Men’s Basketball: Coach: UNLV plays like a team

Mens Basketball: Coach: UNLV plays like a team

The men’s basketball team will have to follow the weekend’s 35-point road loss with a game against one of the conference’s hottest – and maybe most complete – basketball teams.The Horned Frogs will host the University of Nevada at Las Vegas (11-8, 5-2) Wednesday when the Rebels come to Daniel-Meyer Coliseum in an attempt to not only continue their strong Mountain West Conference play, but send TCU to its third consecutive loss.

Head coach Neil Dougherty said UNLV’s recent success has generated momentum for a team that plays like just that – a team.

“It may be (the most complete team in the conference),” Dougherty said. “They’re playing as well as anyone right now.”

Dougherty said the Rebels not only buy into the team concept, but have the personnel to use it, especially freshman guard Jo’Van Adams and senior forward Louis Amundson.

“They have a lot of people with different abilities. They’re athletic at every position,” Dougherty said. “Adams and Lou are both really good players.”
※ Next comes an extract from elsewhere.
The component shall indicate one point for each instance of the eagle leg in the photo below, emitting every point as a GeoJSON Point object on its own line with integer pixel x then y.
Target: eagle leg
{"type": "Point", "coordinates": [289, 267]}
Though Adams has only started nine games, he is fourth on the team in points (10.2 per game) and first in steals (2.11 per game.) Amundson leads both in points and rebounds and is close to averaging a double-double (14.1 points and 9.5 rebounds.) He also finished the 2004-2005 season as an All-Mountain West Conference honorable mention.
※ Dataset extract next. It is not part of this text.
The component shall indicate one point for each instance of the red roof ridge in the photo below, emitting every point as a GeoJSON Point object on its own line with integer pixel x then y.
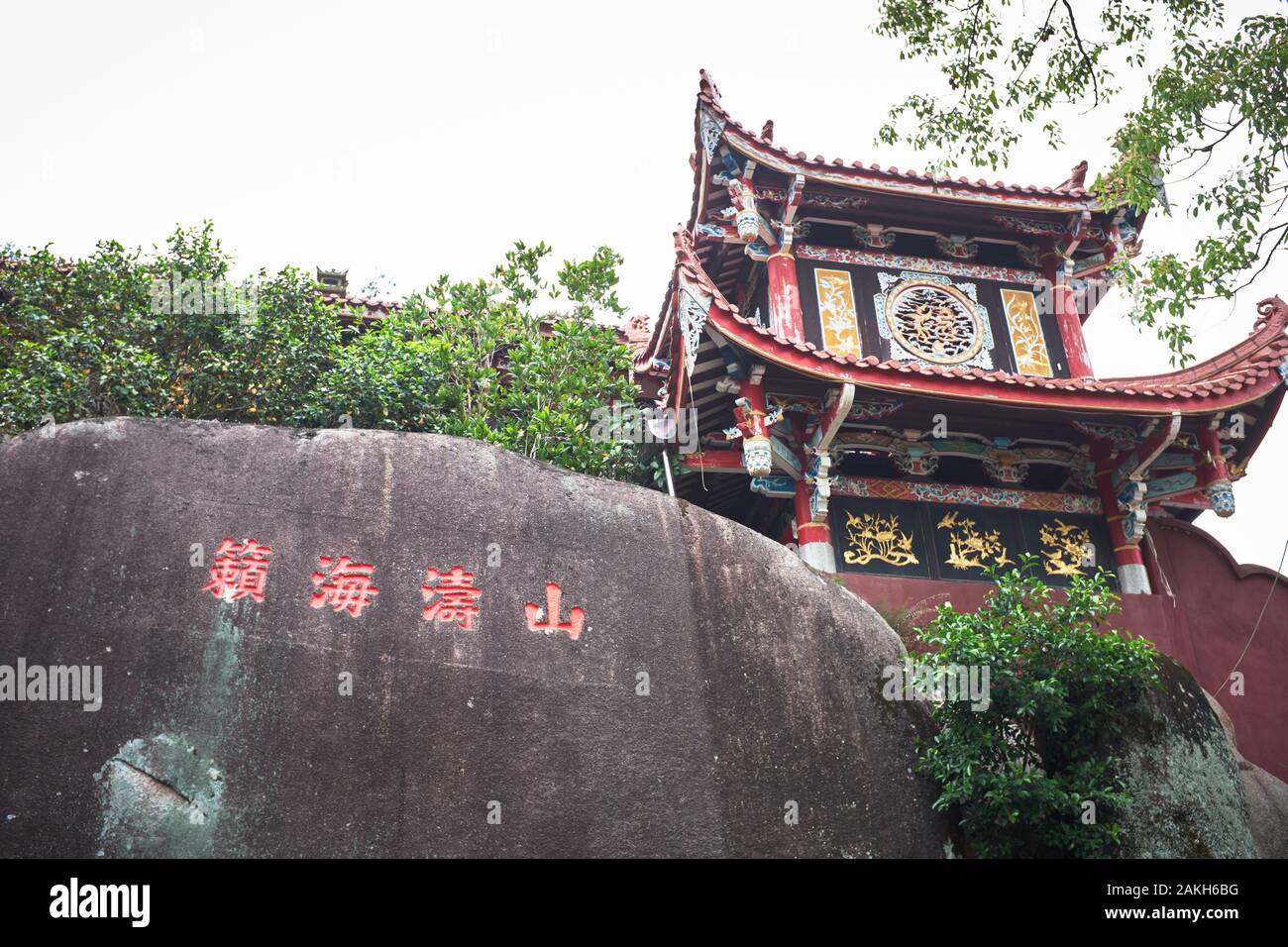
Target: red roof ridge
{"type": "Point", "coordinates": [1072, 188]}
{"type": "Point", "coordinates": [1227, 371]}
Statistically, the Rebels also back up Dougherty’s teamwork claim. UNLV averages over 16 assists a game, and has over 80 more than their opponents on the season. However, the Rebels have shown to be careless at times, and their average of over 15 turnovers a game leaves them behind the opposition in total turnovers.

Senior guard Nile Murry said UNLV uses its personnel in many different ways, which makes it difficult to defend.
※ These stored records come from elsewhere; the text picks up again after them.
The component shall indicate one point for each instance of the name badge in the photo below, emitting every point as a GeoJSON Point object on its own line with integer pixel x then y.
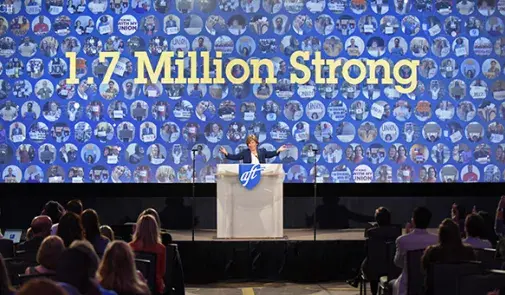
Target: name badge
{"type": "Point", "coordinates": [249, 116]}
{"type": "Point", "coordinates": [55, 179]}
{"type": "Point", "coordinates": [148, 138]}
{"type": "Point", "coordinates": [157, 161]}
{"type": "Point", "coordinates": [152, 93]}
{"type": "Point", "coordinates": [460, 51]}
{"type": "Point", "coordinates": [18, 138]}
{"type": "Point", "coordinates": [172, 30]}
{"type": "Point", "coordinates": [104, 30]}
{"type": "Point", "coordinates": [118, 114]}
{"type": "Point", "coordinates": [456, 136]}
{"type": "Point", "coordinates": [368, 28]}
{"type": "Point", "coordinates": [112, 159]}
{"type": "Point", "coordinates": [271, 116]}
{"type": "Point", "coordinates": [120, 68]}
“They have a pretty good balance of guards and big men, and they do a lot of posting up,” Murry said.

Both Dougherty and Murry said the Rebels play strong defense and pressure the ball well. However, UNLV is allowing opponents to shoot 43 percent from the field. While not a particularly high number, the average is substantially higher than the Frogs’ dismal season field goal percentage of 35 percent. TCU’s total points per game average, 62.4, is also lower than UNLV’s 67.9 average points allowed.

Murry also said the Rebels, win or lose, will leave a mark.

“They’re very physical,” Murry said. “But that comes with the territory.